Wednesday, April 2, 2014

Is Competition Required for Innovation?

Is competition required for innovation?

Much of our readings focus on competition. The hallowed "five forces" speak to competition within an industry, bargaining power of suppliers or customers, the threat of new entrants, and the threat of substitutes, and the way in which these interact tell us about strategy and firm outcomes. But this got me to thinking: how does competition effect innovation? 
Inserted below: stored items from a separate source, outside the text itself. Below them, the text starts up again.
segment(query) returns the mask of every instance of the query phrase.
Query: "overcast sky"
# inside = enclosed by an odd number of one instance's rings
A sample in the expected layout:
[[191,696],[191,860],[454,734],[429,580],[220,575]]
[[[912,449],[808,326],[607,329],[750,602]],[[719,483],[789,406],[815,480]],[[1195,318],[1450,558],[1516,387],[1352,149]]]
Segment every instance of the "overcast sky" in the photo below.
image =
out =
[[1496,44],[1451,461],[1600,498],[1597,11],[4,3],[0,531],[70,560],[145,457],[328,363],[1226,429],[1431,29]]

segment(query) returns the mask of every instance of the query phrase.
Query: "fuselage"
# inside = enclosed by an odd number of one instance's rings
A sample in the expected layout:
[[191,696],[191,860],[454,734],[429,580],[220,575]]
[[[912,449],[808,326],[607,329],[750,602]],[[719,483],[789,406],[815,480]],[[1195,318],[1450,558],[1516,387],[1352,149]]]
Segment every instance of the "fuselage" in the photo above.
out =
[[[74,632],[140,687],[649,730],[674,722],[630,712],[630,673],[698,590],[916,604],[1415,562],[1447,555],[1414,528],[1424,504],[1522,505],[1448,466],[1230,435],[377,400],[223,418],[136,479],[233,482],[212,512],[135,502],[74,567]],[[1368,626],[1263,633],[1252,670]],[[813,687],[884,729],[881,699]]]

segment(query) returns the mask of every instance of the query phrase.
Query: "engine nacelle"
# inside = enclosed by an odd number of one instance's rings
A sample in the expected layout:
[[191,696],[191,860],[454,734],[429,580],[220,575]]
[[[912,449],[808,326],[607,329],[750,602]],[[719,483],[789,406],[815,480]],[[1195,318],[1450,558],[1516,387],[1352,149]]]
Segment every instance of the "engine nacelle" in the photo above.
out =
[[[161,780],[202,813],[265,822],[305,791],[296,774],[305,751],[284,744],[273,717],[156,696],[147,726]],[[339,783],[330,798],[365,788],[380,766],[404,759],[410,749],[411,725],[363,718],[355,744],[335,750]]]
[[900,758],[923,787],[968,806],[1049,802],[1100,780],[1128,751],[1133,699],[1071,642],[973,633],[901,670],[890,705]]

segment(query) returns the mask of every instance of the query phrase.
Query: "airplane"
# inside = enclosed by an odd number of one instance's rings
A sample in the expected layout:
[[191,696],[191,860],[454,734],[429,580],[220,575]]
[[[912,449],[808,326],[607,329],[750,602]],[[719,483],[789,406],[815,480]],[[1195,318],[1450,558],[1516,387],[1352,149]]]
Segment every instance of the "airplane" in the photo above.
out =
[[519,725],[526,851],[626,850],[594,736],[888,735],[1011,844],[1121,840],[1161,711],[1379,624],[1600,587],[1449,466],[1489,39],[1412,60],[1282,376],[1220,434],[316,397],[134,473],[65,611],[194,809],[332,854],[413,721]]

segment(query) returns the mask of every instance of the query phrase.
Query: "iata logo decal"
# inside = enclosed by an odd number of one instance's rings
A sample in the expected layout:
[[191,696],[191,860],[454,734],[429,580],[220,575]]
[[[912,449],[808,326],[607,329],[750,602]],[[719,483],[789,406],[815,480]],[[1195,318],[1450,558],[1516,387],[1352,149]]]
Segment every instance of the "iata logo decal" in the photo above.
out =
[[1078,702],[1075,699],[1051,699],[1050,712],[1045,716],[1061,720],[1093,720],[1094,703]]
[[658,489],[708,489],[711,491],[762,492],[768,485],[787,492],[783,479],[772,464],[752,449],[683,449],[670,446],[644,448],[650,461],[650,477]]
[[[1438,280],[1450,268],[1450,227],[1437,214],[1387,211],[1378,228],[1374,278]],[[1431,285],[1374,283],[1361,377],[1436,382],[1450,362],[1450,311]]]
The Cola Wars Continue case attributes competition to more innovation between firms: new varietals, better distribution, and new technology. Competition in the leather and fashion industry in Florence (specifically, something Porter calls the "Competitive advantage") has been attributed to the expertise and wealth in the industry. The intense competition, in part driven by location, as well as the ability to share inputs (such as skilled labor) and the rise of supporting industries (industries that provide parts/direct production inputs), makes this the best place to buy leather in the world. 

We also see competition in vision and mission statements regularly: "Beat Coke" or Barnes and Noble's "Our mission is to operate the best specialty retail business in America, regardless of the product we sell.Marketing campaigns directly speak to competition. Coke began acknowledging competition in the 1950s. With the exception of the initial McConnell campaign video that inspired #McConnelling, almost all political campaign ads address the competitor, either directly or indirectly. 

However, let's think of real innovations: refrigeration. Penicilin. Electricity. These have transformed the world. However, to what extent can we really attribute any of these innovations to compeetition? For electricity, perhaps the dispersion of electricity and its proliferation could be seen as due to competition: what company could 'win' in terms of providing the best service, the best infrastructure in specific cities, etc. But the innovation itself? 

Perhaps then, innovation is not a function of competition, in and of itself. Perhaps innovation is driven by true human/customer need. But once that service or device or invention has been made to fill that need, the way in which it is proliferated is subject to competition. Afterward, that competition can drive innovation, both in strategy and execution.

So maybe the question we should be asking ourselves is what does innovation mean? And what is the scope of innovation that competition can effect?

Main Sources (others linked):

Porter, M. E. (2008). The five competitive forces that shape strategy. Boston, MA: Harvard Business School Publishing.

Porter, M. (1998, December 1). Clusters and the New Economics of Competition.RMISP. Retrieved April 2, 2014, from

Yoffie, D. B., & Wang, Y. (2010). Cola Wars continue: Coke and Pepsi in 2010. Boston, MA: Harvard Business School Pub.